Lire aussi : Qu'est-ce que le devoir de vigilance ?
Abandonner les énergies fossiles : une priorité dans la lutte contre le réchauffement climatique
Nous vivons une crise climatique qui est une véritable crise des droits humains. Pour lutter contre le réchauffement, les producteurs et fournisseurs d’énergie doivent abandonner dès maintenant la production et l’utilisation des énergies fossiles.
TotalEnergies est en première ligne en tant que “major carbon”, et grand producteur d'énergie et émetteur d’émissions de gaz à effet de serre.
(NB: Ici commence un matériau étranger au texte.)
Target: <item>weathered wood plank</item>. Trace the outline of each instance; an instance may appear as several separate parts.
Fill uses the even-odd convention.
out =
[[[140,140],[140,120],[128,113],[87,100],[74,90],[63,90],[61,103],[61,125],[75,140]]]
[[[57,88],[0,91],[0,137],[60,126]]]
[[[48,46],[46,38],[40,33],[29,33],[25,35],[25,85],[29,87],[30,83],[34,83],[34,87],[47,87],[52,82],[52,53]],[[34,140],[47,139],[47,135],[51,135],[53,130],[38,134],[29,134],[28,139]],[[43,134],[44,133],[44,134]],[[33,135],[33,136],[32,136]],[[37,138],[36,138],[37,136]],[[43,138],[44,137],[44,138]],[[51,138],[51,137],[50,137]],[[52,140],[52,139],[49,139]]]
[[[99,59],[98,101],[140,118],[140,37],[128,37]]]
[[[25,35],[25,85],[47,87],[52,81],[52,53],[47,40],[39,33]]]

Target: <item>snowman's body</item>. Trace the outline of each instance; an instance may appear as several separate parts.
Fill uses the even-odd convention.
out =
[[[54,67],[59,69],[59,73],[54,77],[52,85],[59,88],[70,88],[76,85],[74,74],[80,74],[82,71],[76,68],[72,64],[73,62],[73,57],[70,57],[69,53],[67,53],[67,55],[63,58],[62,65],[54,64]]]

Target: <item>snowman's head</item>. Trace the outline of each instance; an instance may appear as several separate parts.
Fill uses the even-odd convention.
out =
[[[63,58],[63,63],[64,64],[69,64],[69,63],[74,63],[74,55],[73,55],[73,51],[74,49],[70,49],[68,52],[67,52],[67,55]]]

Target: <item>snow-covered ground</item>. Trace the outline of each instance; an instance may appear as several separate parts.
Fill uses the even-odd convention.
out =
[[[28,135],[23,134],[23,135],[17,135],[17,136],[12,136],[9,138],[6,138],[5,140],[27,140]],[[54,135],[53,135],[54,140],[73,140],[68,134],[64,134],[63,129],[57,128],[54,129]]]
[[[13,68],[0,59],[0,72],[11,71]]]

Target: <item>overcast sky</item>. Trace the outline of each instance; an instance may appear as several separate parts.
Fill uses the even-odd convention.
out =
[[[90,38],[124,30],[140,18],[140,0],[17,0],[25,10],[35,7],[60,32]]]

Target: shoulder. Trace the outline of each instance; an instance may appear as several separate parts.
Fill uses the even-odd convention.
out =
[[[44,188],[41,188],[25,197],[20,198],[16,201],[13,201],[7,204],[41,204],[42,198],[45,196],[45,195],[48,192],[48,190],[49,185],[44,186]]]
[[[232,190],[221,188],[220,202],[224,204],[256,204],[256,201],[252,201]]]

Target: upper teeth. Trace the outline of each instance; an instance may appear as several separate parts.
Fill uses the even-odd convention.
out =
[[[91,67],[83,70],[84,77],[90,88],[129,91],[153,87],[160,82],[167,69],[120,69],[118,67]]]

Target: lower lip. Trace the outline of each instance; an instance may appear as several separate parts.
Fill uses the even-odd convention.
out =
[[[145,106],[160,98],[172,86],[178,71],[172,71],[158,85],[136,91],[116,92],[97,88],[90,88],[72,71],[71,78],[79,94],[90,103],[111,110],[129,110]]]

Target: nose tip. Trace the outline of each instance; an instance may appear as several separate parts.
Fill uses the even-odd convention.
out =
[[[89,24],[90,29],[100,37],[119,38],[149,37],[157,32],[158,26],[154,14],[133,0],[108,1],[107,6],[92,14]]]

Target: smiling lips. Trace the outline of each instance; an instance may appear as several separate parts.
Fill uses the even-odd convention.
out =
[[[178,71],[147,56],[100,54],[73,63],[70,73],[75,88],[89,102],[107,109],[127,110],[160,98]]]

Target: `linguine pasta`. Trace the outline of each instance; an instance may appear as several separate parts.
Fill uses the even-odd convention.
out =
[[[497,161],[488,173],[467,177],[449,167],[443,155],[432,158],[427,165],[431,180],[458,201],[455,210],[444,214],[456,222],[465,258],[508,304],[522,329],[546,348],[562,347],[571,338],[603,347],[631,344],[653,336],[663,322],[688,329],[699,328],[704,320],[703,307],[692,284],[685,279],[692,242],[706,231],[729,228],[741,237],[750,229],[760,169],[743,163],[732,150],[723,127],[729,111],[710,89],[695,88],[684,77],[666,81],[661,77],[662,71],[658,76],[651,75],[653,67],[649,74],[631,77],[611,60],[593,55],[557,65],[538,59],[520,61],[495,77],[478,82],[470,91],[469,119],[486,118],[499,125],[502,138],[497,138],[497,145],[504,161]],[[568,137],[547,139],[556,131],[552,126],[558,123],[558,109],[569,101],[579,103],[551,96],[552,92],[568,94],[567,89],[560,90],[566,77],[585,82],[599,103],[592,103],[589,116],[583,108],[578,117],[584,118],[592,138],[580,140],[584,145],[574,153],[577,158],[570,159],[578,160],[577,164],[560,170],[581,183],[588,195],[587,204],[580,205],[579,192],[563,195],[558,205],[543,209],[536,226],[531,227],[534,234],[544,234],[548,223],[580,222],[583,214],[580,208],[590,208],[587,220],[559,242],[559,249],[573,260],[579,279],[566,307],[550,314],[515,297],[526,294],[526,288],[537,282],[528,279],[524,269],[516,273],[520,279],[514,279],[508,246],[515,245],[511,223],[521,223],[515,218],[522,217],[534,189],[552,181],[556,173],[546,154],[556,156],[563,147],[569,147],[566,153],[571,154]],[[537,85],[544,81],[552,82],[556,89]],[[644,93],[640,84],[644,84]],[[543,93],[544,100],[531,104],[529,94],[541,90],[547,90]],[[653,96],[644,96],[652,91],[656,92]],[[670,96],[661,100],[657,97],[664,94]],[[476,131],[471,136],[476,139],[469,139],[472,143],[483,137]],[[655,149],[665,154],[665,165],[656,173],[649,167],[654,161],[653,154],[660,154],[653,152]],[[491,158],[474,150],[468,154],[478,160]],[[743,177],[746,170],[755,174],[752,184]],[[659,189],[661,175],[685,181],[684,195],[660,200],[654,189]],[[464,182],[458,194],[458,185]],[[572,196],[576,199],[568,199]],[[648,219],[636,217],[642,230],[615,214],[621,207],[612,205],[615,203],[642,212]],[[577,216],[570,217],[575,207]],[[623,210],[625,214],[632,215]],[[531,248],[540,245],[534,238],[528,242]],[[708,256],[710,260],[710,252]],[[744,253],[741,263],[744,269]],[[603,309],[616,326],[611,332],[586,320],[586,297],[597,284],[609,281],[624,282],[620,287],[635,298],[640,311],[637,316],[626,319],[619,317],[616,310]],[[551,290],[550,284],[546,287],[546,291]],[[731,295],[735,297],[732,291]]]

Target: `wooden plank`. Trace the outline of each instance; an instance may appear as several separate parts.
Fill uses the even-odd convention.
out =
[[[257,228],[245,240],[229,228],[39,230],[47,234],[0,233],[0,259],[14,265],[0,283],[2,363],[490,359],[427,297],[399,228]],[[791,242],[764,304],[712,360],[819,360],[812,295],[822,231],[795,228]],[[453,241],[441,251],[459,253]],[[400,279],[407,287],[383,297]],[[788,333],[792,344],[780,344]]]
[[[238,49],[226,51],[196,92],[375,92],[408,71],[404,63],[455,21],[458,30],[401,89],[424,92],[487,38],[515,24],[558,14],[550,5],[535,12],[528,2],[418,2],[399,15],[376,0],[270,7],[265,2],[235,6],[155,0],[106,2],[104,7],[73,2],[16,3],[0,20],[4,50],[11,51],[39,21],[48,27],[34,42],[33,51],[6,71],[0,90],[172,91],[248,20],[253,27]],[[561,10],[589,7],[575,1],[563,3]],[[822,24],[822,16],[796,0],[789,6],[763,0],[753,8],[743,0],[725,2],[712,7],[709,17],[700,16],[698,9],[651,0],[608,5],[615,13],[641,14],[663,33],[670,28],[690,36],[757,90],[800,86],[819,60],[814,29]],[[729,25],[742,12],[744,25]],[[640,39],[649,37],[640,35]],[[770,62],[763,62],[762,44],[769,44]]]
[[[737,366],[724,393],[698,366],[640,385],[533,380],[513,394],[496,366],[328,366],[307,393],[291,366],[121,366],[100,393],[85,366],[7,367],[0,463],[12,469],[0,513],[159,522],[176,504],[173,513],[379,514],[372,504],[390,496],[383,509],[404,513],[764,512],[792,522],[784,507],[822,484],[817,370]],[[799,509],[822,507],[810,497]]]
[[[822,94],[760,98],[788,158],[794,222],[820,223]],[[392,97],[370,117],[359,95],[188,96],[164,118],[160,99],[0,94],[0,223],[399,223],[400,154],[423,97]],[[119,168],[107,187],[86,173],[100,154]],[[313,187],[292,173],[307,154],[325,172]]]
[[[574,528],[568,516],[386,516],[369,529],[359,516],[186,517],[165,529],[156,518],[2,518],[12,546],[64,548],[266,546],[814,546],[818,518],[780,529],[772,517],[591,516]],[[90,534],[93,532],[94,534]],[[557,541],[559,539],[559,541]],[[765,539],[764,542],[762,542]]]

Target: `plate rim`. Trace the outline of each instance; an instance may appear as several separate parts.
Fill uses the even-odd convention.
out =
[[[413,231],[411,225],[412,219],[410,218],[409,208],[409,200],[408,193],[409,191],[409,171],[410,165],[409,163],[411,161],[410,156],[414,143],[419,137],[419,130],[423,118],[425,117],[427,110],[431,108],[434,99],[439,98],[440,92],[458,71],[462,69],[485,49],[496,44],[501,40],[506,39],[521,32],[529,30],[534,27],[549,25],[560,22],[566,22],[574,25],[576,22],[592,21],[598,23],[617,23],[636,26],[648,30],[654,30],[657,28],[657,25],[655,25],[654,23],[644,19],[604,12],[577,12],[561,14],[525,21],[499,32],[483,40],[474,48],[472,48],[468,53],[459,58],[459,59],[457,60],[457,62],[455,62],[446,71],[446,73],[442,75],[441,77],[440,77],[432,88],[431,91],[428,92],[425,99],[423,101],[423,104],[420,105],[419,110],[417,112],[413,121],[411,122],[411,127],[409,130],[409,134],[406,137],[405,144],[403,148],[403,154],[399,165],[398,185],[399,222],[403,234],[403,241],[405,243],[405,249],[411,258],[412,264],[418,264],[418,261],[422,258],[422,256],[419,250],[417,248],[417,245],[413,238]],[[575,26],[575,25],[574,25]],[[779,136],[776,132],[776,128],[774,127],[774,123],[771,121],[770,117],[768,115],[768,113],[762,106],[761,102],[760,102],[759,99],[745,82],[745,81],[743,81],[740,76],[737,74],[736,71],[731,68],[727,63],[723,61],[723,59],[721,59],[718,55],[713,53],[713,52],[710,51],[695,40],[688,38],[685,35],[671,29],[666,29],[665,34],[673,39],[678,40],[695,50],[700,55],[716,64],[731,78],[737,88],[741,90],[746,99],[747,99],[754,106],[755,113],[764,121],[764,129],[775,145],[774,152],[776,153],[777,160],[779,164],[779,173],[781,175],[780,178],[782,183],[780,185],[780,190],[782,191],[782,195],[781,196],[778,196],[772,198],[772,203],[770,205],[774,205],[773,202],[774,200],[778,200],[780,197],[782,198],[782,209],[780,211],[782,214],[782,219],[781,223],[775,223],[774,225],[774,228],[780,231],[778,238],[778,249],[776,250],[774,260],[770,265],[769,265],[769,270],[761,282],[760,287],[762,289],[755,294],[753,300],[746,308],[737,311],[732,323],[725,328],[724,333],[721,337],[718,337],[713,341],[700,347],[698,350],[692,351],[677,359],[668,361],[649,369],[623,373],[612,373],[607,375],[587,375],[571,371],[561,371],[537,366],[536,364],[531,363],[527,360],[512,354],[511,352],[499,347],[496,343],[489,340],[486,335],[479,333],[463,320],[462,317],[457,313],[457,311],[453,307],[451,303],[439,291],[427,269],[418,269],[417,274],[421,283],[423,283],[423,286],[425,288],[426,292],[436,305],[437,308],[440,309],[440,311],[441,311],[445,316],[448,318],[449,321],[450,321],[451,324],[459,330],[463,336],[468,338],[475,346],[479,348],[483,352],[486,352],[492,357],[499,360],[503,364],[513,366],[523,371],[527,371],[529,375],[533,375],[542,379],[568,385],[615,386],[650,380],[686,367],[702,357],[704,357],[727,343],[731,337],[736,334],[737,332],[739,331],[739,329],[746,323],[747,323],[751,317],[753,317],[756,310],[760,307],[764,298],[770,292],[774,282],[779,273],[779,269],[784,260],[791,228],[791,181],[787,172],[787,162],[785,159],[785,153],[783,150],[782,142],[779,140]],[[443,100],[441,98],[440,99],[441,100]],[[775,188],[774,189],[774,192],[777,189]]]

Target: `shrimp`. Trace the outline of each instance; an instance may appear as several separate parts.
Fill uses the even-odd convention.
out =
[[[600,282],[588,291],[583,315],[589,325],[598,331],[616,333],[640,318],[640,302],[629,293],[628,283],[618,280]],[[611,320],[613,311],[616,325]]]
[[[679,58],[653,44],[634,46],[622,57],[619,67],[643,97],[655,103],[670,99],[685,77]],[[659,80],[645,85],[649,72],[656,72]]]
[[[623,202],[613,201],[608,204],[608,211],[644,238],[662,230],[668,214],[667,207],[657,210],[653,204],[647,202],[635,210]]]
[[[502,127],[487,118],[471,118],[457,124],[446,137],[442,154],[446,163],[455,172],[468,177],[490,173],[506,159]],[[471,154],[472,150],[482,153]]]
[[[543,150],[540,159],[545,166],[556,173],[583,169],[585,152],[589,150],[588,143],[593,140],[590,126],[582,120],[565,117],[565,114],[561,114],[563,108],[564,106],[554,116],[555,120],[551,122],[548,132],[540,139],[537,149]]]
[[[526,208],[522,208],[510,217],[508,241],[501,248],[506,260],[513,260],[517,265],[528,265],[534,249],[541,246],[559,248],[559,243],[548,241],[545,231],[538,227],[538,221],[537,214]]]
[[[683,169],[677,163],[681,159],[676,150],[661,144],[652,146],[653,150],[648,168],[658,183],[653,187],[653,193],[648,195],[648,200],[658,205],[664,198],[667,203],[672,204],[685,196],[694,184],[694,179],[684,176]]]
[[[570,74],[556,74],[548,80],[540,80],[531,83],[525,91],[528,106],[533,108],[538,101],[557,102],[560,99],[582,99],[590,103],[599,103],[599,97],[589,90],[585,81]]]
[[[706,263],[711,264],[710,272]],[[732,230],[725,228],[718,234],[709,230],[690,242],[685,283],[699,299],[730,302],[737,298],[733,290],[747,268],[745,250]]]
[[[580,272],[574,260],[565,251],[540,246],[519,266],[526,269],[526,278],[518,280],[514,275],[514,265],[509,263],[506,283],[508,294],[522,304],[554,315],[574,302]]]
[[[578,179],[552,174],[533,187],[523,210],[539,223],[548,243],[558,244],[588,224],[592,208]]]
L'entreprise doit respecter ses obligations au titre du devoir de vigilance et de la prévention des préjudices écologiques. C’est la raison pour laquelle nous soutenons l’action de ces associations et collectivités.
Sabine Gagnier, responsable du programme Justice climatique à Amnesty International France.
Les associations et collectivités étudient les suites judiciaires à donner à cette ordonnance et restent convaincue que la voie judiciaire est indispensable pour lutter contre l’impunité des multinationales en matière de dérèglement climatique et de droits humains.